The current global economic crisis has hit international stock markets and economies hard. Global stock market sentiment has not been so bad since 1970s during the global oil shock and the Vietnam war. But as the chinese saying goes. In every crisis, there is an opportunity. So where is the opportunity in the world right now?
We will be hard pressed to find opportunities in US and Europe, the source of the present crisis. Although capital markets and property markets are well developed in these countries, the banking system is in a bind right now and confidence in the banking system will take time to recover. Indeed, countries which had previously done well (e.g. Iceland) have nationalised the banking system and huge banks in US and Europe have been nationalised. (so much for capitalism huh?) Even if the crisis blows over, as socialist countries have known, nationalising large institutions have a way of making them more risk adverse and less likely to take part in the next wave of opportunity.
Much has been said about the growth of Asia, especially countries like China, Hong Kong, Japan, Korea and Singapore. However, China’s problems like an overheating economy are already well known before the crisis occurs and while likely do to better than Europe and US, will be hit in some way by the US and Europe, its main export markets. Same for Japan, indeed, several financial instutions have already gone belly up in Japan. It is also well known that these 2 countries have bought lots of commercial government paper of the failed financial institutions and the impact on their domestic banks is still currently unknown.

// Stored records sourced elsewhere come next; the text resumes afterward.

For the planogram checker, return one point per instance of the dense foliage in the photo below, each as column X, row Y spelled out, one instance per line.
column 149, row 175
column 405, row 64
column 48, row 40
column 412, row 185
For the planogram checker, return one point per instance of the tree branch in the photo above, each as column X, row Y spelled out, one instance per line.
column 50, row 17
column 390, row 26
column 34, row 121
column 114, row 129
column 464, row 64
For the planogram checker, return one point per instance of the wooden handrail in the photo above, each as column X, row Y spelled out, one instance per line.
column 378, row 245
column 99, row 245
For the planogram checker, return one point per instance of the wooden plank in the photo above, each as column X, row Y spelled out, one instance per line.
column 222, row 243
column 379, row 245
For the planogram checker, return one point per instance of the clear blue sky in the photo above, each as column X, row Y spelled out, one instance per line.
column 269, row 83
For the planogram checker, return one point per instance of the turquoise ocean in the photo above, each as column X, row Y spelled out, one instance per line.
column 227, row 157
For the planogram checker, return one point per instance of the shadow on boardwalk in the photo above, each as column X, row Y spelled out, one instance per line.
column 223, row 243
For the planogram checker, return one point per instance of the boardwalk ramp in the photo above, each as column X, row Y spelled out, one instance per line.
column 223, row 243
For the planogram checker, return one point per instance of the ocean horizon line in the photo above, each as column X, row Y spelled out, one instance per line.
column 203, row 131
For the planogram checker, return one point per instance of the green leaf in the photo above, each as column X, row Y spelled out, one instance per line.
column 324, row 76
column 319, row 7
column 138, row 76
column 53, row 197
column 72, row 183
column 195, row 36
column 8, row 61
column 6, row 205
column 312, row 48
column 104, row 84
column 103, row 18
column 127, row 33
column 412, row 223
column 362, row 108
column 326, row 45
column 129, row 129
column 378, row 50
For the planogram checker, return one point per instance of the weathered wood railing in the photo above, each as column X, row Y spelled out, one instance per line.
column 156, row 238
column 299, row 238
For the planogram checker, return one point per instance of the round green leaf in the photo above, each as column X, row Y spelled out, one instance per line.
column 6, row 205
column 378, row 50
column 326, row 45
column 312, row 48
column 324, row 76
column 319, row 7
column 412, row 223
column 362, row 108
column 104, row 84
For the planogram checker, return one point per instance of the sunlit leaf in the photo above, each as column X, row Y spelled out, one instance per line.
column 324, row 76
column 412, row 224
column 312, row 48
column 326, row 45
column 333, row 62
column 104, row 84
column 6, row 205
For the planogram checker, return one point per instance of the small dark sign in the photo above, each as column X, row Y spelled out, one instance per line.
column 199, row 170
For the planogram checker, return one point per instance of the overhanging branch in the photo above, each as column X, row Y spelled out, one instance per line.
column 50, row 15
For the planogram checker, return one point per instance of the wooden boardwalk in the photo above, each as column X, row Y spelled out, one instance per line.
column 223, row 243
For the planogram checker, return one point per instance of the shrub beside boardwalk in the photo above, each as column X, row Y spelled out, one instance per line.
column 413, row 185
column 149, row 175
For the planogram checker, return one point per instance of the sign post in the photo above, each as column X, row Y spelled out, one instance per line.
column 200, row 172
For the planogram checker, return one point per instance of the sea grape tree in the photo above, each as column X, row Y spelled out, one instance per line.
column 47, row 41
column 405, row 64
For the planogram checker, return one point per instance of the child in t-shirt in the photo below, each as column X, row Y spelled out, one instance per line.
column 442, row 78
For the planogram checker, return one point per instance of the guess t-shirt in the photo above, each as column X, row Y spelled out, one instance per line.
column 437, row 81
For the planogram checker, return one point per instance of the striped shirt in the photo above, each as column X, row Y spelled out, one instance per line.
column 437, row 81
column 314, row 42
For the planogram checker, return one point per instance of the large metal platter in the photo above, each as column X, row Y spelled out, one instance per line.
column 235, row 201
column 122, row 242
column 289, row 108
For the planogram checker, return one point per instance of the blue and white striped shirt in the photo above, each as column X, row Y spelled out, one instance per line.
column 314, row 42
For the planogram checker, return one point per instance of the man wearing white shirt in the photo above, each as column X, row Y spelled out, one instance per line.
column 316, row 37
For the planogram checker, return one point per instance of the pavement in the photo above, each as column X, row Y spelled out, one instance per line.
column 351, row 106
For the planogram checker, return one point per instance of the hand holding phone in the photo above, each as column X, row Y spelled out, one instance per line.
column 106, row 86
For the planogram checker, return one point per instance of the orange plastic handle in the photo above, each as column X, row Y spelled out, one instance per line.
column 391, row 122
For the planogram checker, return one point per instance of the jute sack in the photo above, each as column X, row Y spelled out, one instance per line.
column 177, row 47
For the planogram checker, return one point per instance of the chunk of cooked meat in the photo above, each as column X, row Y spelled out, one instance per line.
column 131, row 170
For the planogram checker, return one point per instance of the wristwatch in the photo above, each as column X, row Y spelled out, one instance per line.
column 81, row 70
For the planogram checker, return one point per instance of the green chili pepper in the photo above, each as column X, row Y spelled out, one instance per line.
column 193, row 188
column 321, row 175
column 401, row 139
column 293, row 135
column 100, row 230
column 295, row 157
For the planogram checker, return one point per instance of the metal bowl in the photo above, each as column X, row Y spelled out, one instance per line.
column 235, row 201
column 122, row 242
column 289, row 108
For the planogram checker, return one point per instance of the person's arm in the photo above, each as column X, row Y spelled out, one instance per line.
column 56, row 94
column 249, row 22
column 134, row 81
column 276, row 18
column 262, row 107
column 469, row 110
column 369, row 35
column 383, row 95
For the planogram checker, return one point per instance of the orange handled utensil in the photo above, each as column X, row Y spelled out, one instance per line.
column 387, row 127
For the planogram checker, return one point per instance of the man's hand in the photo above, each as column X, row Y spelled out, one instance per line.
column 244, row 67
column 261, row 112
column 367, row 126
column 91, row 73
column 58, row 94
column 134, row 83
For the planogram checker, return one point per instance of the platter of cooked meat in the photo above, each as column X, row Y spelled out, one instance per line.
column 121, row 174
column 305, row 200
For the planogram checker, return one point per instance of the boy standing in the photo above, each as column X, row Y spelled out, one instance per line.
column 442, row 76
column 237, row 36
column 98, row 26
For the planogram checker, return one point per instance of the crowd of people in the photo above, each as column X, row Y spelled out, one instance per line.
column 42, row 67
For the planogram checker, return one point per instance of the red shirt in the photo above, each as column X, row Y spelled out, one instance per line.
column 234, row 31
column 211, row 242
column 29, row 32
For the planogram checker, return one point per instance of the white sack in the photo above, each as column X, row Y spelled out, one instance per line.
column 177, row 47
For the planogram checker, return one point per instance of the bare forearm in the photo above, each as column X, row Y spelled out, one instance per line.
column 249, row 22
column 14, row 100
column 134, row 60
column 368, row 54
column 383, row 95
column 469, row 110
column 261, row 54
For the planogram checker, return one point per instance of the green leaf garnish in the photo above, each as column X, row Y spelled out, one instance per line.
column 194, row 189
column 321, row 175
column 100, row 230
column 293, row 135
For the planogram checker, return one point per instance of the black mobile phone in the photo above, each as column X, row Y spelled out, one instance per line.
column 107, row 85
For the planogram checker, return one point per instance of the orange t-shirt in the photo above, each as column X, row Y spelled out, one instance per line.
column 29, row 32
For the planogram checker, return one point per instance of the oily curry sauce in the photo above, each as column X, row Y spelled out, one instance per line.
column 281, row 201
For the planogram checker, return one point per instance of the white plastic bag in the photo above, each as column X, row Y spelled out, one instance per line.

The same could probably be said of Korea as well.
Hong Kong and Singapore would probably go into a recession soon as well, as these are open and export orientated economies and will be vulnerable in this sense.
Middle East countries, due to their dependence on oil prices, will find it difficult to weather the crisis as well.
However, I am still bullish on the South American and South East Asian countries. These various economies have gone through severe economic crisis in the mid 1990s (1994 currency crisis and 1997 Asian crisis) and now they have relatively prudent economic policies and likely to do best.
However, in South East Asia, it is not so simple. Countries in Malaysia and Thailand, while economically strong, have been suffering from politically instability and in the case of Thailand, civil unrest. I would expect these countries to be too distracted to take advantage of the opportunities that would arise from this economic crisis.
That leaves Vietnam. Vietnam currently has a relatively prudent fiscal system, inspite of the economic crisis. Even at the depts of the crisis in Mar to May 2008, the country still managed to increase their foreign reserves from $20.1 billion in the beginning of the year to $20.7 billion in June 2008. According to recent figures in September 2008, the reserves increased again to a record $21.9 billion. The banking system, unlike those of developed economies, is sound and there is trust in the banking system. Indeed, with interest rates going down globally including Vietnam, depositors are scrambling to deposit their money in the banks to “lock in” the high interest rates before they come down. This is a far cry from other countries with depositors queuing up outside banks to withdraw their money. With the highest lending/deposit rates in the world, (nearly 6% for USD deposits and 17-18% for VND deposits) they have room to go down and the lower interest rates will further stimulate the economy.
While Vietnam is relatively exposed to world commodity prices, especially crude oil, they are net importers of oil and the drop in oil prices will be at worst neutral for them. Indeed the recent commodity price drop will impact Vietnam’s exports but I believe the recent drop in commodity prices may be temporary. With world central banks cutting interest rates, commodities may be well position for further uptrend. Of course, certain commodities like crude oil, copper which is sensitive to the economy will likely not do well due to decreased demand but this may not be true for agricultural commodities. Indeed, Vietnam may be positioned to take advantage of this as it is a major producer and exporter of agricultural commodities from fish to cashew nuts.
More importantly, Vietnam’s political system is relatively stable compared to its neighbouring countries like Thailand and even Malaysia. This would provide the basis for sound returns in the future.